The foundational architecture remains largely the same as in phase 1, but you simply replace or augment the internals of agents and add new ones. The MCP server continues to be the integration glue, brokering between the LLM agent and the OCI database, functions, and so on. This phased approach shows incremental progress by first demonstrating the backbone in OCI with simple logic and then by plugging in a powerful LLM to make the system far more intelligent in explaining and handling fraud cases.

  • LLM-driven agent reasoning

    Instead of performing actions in a fixed sequence, the fraud analyzer agent in phase 2 uses OCI Generative AI and an LLM to dynamically decide which tools to call and when. For example, given an open-ended instruction (“Investigate this claim for fraud”), the agent’s prompt could enumerate available tools (database queries, sanction check, and so on), and the LLM could plan a sequence of calls. This is akin to a ReAct-style agent or to using LangChain’s planning abilities. The MCP orchestrator facilitates these agent-to-tool interactions, looping the LLM’s decisions through tool executions and returning results. TheOracle Cloud Infrastructure Generative AI Agents service emphasizes tool orchestration to handle complex workflows. In the current architecture, we implement that concept by combining the Gen AI Toolbox approach with OCI’s LLM. You can incorporate frameworks like LangChain (supported in Oracle Cloud Infrastructure Data Science) to help manage prompts, such as “Tool: GetRecentTransactions(user_id=123)”, and to parse LLM outputs that the orchestrator can execute. This capability makes the fraud analyzer a more cognitive agent capable of multistep reasoning that enables more complex fraud investigation dialogues.
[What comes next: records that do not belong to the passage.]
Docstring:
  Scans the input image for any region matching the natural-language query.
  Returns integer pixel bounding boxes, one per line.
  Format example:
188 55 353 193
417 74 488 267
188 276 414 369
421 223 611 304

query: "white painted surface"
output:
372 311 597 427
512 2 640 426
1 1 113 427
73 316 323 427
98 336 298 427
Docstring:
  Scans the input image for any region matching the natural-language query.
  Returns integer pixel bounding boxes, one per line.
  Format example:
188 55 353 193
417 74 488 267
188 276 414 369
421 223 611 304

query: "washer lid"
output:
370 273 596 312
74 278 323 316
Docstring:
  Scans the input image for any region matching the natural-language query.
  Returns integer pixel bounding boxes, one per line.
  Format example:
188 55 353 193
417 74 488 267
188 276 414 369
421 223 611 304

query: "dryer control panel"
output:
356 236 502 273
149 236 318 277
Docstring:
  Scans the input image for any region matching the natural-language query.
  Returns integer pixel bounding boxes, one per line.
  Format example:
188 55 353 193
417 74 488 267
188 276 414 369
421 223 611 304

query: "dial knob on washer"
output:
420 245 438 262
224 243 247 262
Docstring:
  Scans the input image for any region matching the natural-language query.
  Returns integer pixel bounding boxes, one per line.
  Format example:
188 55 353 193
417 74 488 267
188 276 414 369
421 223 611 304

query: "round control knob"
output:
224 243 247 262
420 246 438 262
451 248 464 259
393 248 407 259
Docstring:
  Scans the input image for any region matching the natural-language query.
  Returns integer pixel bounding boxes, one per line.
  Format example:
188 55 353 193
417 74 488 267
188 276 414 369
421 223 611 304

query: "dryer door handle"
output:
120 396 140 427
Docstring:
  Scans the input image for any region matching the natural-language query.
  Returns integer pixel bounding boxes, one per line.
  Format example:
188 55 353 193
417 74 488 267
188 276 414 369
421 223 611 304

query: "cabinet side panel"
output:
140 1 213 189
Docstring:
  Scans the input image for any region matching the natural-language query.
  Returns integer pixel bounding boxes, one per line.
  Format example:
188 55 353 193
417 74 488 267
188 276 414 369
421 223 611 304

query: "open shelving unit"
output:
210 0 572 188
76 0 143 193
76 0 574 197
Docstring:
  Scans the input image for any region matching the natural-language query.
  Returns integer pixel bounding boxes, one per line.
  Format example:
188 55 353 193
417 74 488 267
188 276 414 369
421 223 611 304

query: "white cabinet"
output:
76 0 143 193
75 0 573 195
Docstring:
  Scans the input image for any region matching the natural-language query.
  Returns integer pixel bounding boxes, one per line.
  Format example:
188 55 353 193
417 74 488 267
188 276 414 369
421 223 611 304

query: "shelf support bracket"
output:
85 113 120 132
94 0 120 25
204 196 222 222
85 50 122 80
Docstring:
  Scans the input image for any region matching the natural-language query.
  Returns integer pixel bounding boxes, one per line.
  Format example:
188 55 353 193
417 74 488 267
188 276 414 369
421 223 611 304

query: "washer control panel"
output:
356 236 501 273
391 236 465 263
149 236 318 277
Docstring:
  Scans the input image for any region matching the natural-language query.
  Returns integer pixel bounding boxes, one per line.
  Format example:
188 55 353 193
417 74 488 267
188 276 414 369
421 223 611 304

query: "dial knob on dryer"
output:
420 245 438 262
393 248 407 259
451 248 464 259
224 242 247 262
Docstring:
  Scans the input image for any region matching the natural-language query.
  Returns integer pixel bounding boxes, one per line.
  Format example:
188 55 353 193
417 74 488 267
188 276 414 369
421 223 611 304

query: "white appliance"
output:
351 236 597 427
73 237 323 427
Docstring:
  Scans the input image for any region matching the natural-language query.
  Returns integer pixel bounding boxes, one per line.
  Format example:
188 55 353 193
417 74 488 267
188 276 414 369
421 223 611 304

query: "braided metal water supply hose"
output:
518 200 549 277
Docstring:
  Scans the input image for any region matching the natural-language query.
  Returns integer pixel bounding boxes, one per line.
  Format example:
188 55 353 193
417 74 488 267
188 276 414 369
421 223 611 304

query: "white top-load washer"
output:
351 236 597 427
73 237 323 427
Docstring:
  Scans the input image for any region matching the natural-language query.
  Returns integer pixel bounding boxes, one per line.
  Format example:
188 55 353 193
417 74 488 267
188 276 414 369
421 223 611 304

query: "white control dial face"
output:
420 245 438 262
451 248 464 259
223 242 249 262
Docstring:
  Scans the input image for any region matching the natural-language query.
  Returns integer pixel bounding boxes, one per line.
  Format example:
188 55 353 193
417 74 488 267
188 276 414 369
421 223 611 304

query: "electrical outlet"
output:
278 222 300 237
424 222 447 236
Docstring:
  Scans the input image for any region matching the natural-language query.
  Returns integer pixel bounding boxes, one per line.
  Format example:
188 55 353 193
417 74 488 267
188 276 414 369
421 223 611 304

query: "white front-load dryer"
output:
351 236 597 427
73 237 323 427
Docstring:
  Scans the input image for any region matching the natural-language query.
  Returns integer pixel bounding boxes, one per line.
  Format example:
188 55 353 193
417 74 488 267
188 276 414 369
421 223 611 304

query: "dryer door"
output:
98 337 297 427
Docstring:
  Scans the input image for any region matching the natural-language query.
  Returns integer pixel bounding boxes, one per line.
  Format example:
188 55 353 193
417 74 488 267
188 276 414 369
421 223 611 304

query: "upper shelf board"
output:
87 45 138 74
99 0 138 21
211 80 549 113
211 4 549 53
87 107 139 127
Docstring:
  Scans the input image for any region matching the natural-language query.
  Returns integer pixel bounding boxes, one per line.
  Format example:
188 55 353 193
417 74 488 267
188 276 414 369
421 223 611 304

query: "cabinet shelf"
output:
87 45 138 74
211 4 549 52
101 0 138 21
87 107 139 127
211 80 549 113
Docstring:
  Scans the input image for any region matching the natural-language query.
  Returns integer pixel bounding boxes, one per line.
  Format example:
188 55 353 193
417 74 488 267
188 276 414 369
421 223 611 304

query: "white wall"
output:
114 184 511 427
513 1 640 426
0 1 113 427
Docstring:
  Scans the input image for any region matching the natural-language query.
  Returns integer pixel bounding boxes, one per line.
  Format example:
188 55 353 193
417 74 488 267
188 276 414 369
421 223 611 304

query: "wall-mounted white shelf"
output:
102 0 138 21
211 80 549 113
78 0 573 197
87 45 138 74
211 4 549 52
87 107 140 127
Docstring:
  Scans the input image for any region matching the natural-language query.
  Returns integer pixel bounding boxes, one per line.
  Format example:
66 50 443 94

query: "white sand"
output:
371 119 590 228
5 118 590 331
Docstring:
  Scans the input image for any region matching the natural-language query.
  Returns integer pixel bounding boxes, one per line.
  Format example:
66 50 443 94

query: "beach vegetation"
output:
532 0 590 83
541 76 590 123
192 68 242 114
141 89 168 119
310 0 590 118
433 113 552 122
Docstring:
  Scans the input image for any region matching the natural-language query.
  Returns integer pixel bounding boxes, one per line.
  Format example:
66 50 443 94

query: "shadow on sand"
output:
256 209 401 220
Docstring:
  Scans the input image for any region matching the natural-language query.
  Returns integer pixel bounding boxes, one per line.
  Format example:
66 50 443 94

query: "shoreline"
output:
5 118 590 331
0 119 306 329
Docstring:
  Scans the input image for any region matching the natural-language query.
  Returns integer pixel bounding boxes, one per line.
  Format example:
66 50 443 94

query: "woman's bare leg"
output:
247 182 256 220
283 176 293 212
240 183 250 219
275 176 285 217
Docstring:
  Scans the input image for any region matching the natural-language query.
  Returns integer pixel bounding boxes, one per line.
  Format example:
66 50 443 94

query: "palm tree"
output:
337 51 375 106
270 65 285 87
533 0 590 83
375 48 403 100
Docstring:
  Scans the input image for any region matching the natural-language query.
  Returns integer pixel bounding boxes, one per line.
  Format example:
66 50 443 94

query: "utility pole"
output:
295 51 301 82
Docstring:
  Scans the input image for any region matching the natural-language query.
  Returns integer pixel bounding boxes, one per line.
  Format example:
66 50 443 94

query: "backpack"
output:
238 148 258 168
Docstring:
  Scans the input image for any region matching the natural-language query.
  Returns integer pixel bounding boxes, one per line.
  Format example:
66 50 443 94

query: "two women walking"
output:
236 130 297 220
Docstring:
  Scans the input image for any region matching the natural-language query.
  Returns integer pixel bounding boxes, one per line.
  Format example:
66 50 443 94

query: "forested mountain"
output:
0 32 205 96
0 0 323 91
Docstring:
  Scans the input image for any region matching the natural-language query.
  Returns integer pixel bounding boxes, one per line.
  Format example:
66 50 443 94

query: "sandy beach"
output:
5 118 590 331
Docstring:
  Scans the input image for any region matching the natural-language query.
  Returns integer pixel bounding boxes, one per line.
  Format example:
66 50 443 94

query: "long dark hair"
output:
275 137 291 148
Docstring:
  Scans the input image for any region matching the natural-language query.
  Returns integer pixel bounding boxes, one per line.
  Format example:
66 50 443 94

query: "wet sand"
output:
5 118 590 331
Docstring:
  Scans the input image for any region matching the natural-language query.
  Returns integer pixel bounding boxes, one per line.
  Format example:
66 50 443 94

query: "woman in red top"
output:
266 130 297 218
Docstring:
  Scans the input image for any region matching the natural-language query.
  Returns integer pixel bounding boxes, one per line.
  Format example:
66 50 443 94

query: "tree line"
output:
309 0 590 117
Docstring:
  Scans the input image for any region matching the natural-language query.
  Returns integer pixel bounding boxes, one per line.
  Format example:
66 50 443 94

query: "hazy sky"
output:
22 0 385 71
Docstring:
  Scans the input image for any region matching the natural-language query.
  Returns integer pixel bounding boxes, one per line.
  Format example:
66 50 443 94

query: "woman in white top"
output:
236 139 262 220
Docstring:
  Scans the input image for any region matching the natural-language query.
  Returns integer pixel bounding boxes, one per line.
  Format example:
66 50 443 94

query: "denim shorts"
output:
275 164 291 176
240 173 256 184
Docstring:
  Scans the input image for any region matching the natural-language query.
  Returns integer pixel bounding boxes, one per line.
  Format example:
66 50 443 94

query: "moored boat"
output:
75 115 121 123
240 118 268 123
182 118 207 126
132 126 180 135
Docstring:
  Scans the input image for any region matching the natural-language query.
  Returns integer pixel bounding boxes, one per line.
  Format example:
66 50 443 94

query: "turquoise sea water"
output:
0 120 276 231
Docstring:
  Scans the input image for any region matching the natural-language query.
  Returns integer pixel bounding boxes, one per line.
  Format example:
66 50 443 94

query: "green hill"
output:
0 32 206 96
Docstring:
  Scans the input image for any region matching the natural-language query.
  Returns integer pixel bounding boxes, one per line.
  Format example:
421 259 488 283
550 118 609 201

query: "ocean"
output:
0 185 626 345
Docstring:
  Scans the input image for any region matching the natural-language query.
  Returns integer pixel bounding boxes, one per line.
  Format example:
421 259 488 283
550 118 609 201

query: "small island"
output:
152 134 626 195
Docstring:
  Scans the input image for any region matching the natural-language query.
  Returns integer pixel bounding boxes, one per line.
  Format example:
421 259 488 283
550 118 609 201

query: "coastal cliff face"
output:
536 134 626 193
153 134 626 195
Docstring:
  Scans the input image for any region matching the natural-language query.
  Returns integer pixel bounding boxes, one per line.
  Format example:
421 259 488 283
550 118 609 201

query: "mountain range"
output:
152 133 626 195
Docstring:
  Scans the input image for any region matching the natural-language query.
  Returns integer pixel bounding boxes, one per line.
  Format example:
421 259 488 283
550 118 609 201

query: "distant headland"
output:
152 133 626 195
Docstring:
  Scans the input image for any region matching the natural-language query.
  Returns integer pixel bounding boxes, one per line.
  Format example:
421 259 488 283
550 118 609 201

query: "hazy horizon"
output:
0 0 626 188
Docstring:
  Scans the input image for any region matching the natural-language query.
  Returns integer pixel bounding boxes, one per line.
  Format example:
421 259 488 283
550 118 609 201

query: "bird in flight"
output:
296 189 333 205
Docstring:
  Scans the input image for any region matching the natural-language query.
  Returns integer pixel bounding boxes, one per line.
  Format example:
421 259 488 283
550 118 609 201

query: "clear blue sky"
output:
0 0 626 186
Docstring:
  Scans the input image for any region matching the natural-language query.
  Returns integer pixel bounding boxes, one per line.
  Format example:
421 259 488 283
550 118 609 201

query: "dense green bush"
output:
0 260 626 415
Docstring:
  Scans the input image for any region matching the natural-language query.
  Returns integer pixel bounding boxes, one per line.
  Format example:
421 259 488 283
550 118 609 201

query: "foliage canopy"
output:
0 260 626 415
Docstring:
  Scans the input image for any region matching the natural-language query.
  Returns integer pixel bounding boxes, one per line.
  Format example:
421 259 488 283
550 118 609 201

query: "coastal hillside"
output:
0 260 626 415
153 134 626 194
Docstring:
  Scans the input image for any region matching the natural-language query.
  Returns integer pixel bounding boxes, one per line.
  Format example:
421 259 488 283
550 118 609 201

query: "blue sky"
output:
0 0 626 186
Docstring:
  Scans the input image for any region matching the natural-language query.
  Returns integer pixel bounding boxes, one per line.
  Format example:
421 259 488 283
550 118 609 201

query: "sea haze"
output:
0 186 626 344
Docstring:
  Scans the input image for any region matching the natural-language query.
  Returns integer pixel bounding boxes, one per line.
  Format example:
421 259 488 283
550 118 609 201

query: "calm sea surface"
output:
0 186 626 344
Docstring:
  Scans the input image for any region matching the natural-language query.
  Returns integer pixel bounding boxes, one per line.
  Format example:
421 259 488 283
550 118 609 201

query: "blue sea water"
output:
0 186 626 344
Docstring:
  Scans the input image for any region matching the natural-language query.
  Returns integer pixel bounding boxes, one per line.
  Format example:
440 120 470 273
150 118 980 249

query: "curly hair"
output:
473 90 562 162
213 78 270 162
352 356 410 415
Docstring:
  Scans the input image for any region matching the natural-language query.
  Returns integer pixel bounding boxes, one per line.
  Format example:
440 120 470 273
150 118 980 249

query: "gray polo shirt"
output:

  • Additional agents and tools

    You can introduce additional agents to broaden the system’s capabilities. For example, a graph analysis agent could use network analytics, such as a graph database or an ML model, to find relationships between entities, such as common emails or devices across accounts used by fraud rings. Another might be an explanation agent that specifically checks the outputs for compliance or simplifies the language for a customer-facing explanation. Each agent uses a specific OCI service: a graph agent might use Oracle Graph or a network analysis library in Data Science. The MCP orchestrator can coordinate these agents in parallel or sequence as needed. For example, after the fraud analyzer agent concludes, the orchestrator could trigger a notification agent that uses OCI Email Delivery or OCI Notifications to send a report to investigators. The orchestrator functions as a conductor: adding more agents enriches the analysis orchestra without needing a rewrite of core logic.

  • Machine learning feedback loop

    Phase 2 can incorporate learning over time. All outcomes, whether fraud confirmed or not, can be fed into an Oracle Autonomous Data Warehouse and leveraged to retrain models by using Data Science pipelines. Although not part of the real-time agent orchestration, it closes the loop in the solution’s lifecycle. By demonstrating that OCI can not only perform detection but also improve it by using historical data with AutoML or Oracle Machine Learning, you can show continuous improvement to stakeholders.